Topic-Modelling-Using-RACE-Dataset

Business Context

Think when you have to analyze or go through thousands of documents and categorize under 10 – 15 buckets. How tedious and boring will it be ? Thanks to Topic Modeling where instead of manually going through numerous documents, with the help of Natural Language Processing and Text Mining, each document can be categorized under a certain topic.
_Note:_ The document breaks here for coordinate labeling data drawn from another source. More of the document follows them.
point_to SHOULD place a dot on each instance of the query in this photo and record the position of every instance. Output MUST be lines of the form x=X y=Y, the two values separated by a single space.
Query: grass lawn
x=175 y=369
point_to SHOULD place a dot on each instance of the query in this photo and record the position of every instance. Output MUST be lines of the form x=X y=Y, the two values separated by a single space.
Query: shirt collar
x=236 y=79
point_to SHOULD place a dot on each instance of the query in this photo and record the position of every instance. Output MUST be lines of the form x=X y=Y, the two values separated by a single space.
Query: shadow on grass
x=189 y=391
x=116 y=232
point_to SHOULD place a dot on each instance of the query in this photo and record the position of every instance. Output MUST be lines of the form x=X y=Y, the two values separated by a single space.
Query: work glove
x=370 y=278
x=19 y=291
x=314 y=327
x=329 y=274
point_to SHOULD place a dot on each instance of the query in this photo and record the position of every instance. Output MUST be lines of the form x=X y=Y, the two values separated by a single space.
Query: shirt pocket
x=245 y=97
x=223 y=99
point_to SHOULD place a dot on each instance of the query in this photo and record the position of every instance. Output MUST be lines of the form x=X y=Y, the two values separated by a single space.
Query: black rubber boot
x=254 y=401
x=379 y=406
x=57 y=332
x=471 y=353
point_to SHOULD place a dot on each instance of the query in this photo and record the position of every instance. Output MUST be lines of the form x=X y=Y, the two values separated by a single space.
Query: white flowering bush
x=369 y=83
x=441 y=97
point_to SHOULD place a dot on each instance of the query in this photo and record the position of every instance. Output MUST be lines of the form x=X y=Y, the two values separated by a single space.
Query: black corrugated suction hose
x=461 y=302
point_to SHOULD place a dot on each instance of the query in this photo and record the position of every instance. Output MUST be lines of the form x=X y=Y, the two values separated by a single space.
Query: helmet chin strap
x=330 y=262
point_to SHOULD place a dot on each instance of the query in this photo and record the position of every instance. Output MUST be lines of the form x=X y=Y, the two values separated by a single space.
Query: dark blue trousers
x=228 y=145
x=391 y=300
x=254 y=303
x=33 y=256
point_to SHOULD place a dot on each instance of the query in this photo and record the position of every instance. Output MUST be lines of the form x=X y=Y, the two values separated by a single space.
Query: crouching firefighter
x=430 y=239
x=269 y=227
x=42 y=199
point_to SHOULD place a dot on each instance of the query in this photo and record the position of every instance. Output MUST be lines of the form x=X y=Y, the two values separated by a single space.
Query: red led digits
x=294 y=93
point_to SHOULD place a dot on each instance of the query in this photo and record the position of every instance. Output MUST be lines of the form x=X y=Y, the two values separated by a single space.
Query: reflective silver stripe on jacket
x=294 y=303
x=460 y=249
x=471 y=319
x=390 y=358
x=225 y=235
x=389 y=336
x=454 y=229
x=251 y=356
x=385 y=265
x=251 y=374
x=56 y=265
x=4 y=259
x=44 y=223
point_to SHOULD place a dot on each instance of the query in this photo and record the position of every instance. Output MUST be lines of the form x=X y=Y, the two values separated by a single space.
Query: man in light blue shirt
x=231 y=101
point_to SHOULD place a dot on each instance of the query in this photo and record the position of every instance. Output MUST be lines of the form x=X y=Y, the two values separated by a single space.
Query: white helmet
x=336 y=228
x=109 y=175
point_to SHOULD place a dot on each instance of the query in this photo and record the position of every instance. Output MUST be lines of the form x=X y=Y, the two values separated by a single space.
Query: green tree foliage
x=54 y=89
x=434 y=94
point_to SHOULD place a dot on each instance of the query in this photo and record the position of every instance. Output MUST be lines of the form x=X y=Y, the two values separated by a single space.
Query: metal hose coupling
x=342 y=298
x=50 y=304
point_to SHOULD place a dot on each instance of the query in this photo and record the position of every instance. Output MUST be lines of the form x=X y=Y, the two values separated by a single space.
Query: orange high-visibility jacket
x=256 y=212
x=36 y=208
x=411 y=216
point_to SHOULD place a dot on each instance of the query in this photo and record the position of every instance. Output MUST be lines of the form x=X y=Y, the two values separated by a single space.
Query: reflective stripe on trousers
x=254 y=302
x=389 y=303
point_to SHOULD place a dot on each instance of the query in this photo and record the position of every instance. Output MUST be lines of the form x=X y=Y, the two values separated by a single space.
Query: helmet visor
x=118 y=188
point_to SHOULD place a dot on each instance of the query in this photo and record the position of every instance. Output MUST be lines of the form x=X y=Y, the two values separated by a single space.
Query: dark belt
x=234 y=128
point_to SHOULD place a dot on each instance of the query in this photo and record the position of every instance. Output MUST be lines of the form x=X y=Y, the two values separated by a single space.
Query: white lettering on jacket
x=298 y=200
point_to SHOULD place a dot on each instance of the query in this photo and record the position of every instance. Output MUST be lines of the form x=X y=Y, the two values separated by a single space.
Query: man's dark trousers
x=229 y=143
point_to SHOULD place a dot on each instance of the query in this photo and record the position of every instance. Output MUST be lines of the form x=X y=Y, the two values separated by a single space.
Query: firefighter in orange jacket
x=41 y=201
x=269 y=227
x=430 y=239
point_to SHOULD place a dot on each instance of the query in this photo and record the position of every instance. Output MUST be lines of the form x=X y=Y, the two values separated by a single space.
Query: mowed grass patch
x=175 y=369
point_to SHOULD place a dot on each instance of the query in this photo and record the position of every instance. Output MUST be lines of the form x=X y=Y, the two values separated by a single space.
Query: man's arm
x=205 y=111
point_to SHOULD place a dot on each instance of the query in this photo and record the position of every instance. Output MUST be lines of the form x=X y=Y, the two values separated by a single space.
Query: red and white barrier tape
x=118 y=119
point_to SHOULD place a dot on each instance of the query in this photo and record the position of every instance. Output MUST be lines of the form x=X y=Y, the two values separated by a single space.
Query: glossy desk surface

We expect that logically related words will co-exist in the same document more frequently than words from different topics.
- For example, in a document about space, it is more possible to find words such as: planet, satellite, universe, galaxy, and asteroid. Whereas, in a document about the wildlife, it is more likely to find words such as: ecosystem, species, animal, and plant, landscape.
A topic contains a cluster of words that frequently occurs together.
A topic modeling algorithm can connect words with similar meanings and distinguish between uses of words with multiple meanings.
A sentence or a document is made up of numerous topics and each topic is made up of numerous words.

Tech Stack

$\rightarrow$ Language: Python
$\rightarrow$ Libraries: nltk, gensim, BERTopic, Top2Vec, scikit_learn, bokeh, t-SNE, pyLDAvis, tqdm, numpy, joblib, pandas

Output

Dataset Summary

The ReAding Comprehension dataset from Examinations (RACE) dataset is a machine reading comprehension dataset consisting of 27,933 passages and 97,867 questions from English exams, targeting Chinese students aged 12-18. RACE consists of two subsets, RACE-M and RACE-H, from middle school and high school exams, respectively. RACE-M has 28,293 questions and RACE-H has 69,574. Each question is associated with 4 candidate answers, one of which is correct. The data generation process of RACE differs from most machine reading comprehension datasets - instead of generating questions and answers by heuristics or crowd-sourcing, questions in RACE are specifically designed for testing human reading skills, and are created by domain experts.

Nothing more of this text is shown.